Chamar este mundo de belo é um vício do olhar, não um mérito do objeto. A admiração pela existência, quando não nasce da ignorância, brota da necessidade de anestesia. O homem louva o mundo como quem elogia a cela que o abriga: não por bondade da prisão, mas por medo do vazio que há além das grades. Assim, a noção de um “belo mundo” não é uma conclusão filosófica, mas um reflexo rudimentar da mente que precisa crer para não sucumbir.
Este mundo, ao menos aquele que se oferece à consciência humana, não carrega os traços de uma obra justa. Não há nele a harmonia que se espera de um princípio bondoso, mas a coerência cruel de uma engrenagem que se alimenta da dor. Tudo o que vive é empurrado à existência sem consentimento, sustentado pela carência e devolvido ao nada pela morte. A fome, a sede, o desejo e a miséria não são exceções: são a regra. O sofrimento não é um acidente da vida, mas seu método.

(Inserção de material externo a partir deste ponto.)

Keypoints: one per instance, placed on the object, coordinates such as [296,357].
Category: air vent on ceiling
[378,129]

Se houvesse um artífice, ele não se pareceria com um pai amoroso, mas com um demônio entediado, que encontra prazer estético na repetição infinita da agonia. A morte, quando chega, não vem como redenção, mas como epílogo indiferente — ora lenta e dolorosa, ora abrupta, como se o universo jogasse dados com o destino dos seres. A ironia cósmica substitui qualquer noção de justiça.
Quanto aos homens, pouco há a dizer, pois raramente encontrei um. O que conheci foram funções sociais, máscaras coletivas, autômatos morais moldados por convenções. O “ser humano” é uma abstração tão imaginária quanto as nações que ele ergue. O que existe, de fato, é a sociedade — esse monstro sem rosto que produz não homens, mas instrumentos: uns para atormentar, outros para serem atormentados. A divisão é simples e brutal, e talvez por isso tão lógica: o mundo reparte-se entre demônios ativos e almas passivas.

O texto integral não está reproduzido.